Hawkins’ parents, Moses J. Stewart and Diane Hawkins, were devastated. “To see my son’s life wasted because of some indiscriminatory fool with a gun in his hands who saw nothing but a Black man is a very, very vile thing to me,” Stewart said, according to reporting from All That’s Interesting. Hawkins has recently been accepted into a technical high school, had an interest in engineering and enjoyed basketball, according to the “Storm Over Brooklyn” documentary.
Raucci Was Acquitted of Murder, Convicted on Lesser Charges
The case sparked national outrage, with Reverend Al Sharpton, Reverend Jesse Jackson and the Nation of Islam’s Minister Louis Farrakhan paying attention to the case, Okay Player reported. According to a 1989 Washington Post article, those marching in the streets were confronted with racist residents in Bensonhurst. “In one of the ugliest scenes in New York in recent years, several hundred white residents taunted the marchers, shouting “N*****s go home” and waving watermelons,” the article stated.
Nearly a dozen members of the mob were arrested and accused of taking part of the murder, including Raucci; according to the New York Times, only eight of the 30 young men were actually charged for crimes.
According to a 1991 Buffalo News story, Raucci was acquitted of murder and manslaughter and convicted of three counts of unlawful imprisonment, four counts of menacing and one count of the criminal possession of a weapon.
Only one person, Joseph Fama, was convicted of murder in relation to the incident.
Raucci Worked at Hot 97 and Its Parent Company for Decades
According to a LinkedIn page from a “Paddy Duke” who worked at Hot 97, he worked there as a commercial production director for the station from 2003 to this month, a total of 17 years and eight months. His role there, the description reads, was “recording, editing and (the) production of commercial content.”
Before that, “Duke” worked at Emmis Communications, the owners of Hot 97, from December 1994 up to January 2003; he is listed during those nine years as a producer for the Angie Martinez show and a person who filled in for DJs on vacation. He is also listed as a graduate of New Utrecht High School and Brauch College.
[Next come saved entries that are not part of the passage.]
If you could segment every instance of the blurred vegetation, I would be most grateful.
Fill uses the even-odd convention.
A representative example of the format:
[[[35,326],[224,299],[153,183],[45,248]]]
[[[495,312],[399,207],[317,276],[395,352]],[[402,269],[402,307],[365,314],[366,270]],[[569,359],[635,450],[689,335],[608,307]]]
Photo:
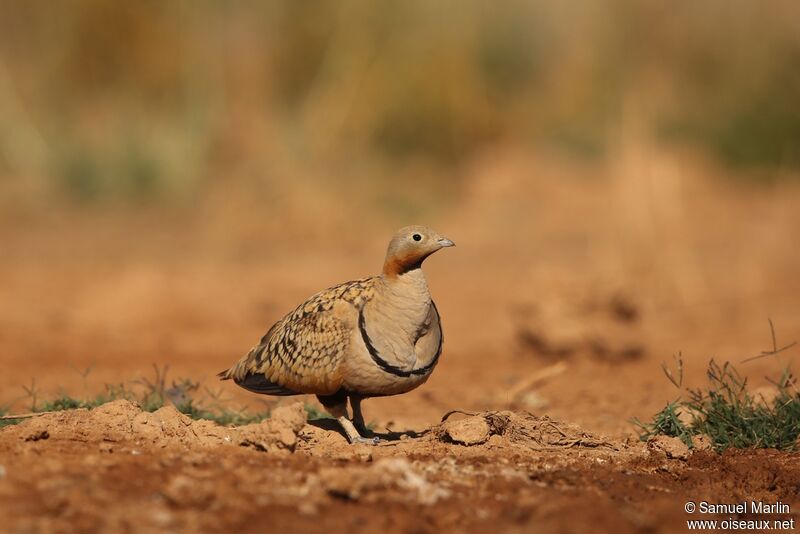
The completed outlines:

Many on Twitter were outraged that Raucci was accused of being involved in a hate-crime and then went on to have a career at a radio station featuring Hip Hop, a style of music intrinsically tied to Black culture.,
One person expressing his anger tweeted, “Being around doesn’t make you down.”
Another person tweeted, “Y’all literally had one of the guys that killed Yusef Hawkins profiteering off hiphop music @ hot97 all these years? 🤯 wow #paddyduke shame! Thank you @Dallas_Penn for bringing this to light for some of us.”
Many on Social Media Believe Hot 97 Was Aware of the Charges Before 2020
After the firing was announced, Twitter exploded with people outraged by the revelations and questioning whether the station knew about his involvement, given that his charges were public information.
Others were especially skeptical that the documentary is what brought the accusations about Raucci’s involvement to the radio station’s attention.
Another person tweeted, “yo that #PaddyDuke s*** aint no secret. mogs been known that about dude and him workin at #Hot97. a f****** documentary comes out on #Netflix and yall swear yall Sherlock Holmes. Shit like this been happening in hip-hop since the BEGINNING. #JMJ killers took pics at his mural #FOH.”
Moreover, people have noted that Raucci’s firing came on the 31st anniversary of Hawkins’ murder.